Missing From Police Evidence Room: $408K, 60 Guns, 4700 Bags Of Drugs
An audit of a Massachusetts police department’s evidence room has revealed that thousands of pieces of drug and property evidence, as well as around $408,000, went missing.
Braintree police officials released the audit’s findings on Wednesday and stated that the inquiry looked at evidence going back to 1999. What was found was astonishing: heat-sealed drug bags torn or cut open, bags of cash emptied, and the vanishing of at least 60 guns, including semiautomatic rifles.
Officials said a total of 4,709 pieces of narcotics evidence can not be accounted for and that an additional 38 pieces had been compromised. Most of the missing drug evidence is “bags of cocaine,” they said.
Also missing are 2,490 pieces of property evidence, which include everything from the aforementioned $408,000 in cash to videos, sexual assault kits, counterfeit money, bicycles and even vehicles. According to the audit, most of the money that disappeared came from cases from 2001, 2002, 2012 and 2013.
The revelations have already caused prosecutors to drop charges in a half-dozen Braintree cases and could potentially result in hundreds of additional cases being dismissed, officials said.
The audit was ordered by chief Russell W. Jenkins back in the spring, after he began to suspect there was something fishy going on in the evidence room. Consequently, the cop who ran the room killed herself in May, a week after speaking with the auditor. Two of the missing firearms were found in her home.
At Wednesday’s press conference, Mayor Joseph Sullivan said the investigation into the matter is still ongoing but stated that most of the missing evidence was probably disposed of during department purges in 2009 and 2012.
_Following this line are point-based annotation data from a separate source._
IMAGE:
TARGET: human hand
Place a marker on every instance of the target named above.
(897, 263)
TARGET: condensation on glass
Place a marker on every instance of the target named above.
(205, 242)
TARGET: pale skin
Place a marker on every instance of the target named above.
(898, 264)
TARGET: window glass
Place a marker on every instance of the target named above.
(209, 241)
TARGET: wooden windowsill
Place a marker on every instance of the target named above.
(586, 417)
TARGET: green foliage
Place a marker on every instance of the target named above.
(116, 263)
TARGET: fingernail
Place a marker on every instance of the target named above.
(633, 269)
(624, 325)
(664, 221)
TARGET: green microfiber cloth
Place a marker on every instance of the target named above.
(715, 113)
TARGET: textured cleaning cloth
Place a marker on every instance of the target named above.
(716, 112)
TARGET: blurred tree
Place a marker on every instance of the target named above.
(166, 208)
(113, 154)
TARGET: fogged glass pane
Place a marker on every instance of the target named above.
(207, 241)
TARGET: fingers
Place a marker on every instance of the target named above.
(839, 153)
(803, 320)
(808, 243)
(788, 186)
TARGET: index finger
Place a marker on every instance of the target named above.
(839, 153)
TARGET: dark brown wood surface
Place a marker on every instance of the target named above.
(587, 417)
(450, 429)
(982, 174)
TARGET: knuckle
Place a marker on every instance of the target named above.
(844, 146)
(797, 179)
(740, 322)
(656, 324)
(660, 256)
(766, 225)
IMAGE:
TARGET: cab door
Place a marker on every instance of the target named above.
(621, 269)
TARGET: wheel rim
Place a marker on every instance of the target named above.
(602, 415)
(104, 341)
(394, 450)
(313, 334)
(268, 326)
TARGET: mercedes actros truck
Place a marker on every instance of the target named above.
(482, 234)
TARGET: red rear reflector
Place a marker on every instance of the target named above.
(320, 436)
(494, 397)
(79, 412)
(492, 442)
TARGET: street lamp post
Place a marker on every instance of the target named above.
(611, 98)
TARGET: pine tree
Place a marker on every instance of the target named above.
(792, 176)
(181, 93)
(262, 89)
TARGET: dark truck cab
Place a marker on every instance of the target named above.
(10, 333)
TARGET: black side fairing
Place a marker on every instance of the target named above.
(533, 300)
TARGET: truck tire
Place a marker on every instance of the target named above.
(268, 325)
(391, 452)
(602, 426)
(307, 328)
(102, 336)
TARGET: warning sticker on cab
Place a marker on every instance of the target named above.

The purged evidence was not properly recorded, the audit states however, and remained in the computers as active – but hundreds of pieces of evidence continued to disappear after 2012 when no purges were being conducted.
Sullivan maintained that since the audit was conducted, all but 12 of the firearms have been found and that about $140,000 of the missing cash was recovered. He said that new protocols and procedures have already been established for how evidence is to be handled in the future.
“There is still a lot more work to be done to determine a fully accurate account of these items, and the department is continuing their efforts in that regard,” Sullivan said. “I want to emphasize that I find these findings troubling, and we are going to take steps to correct them.”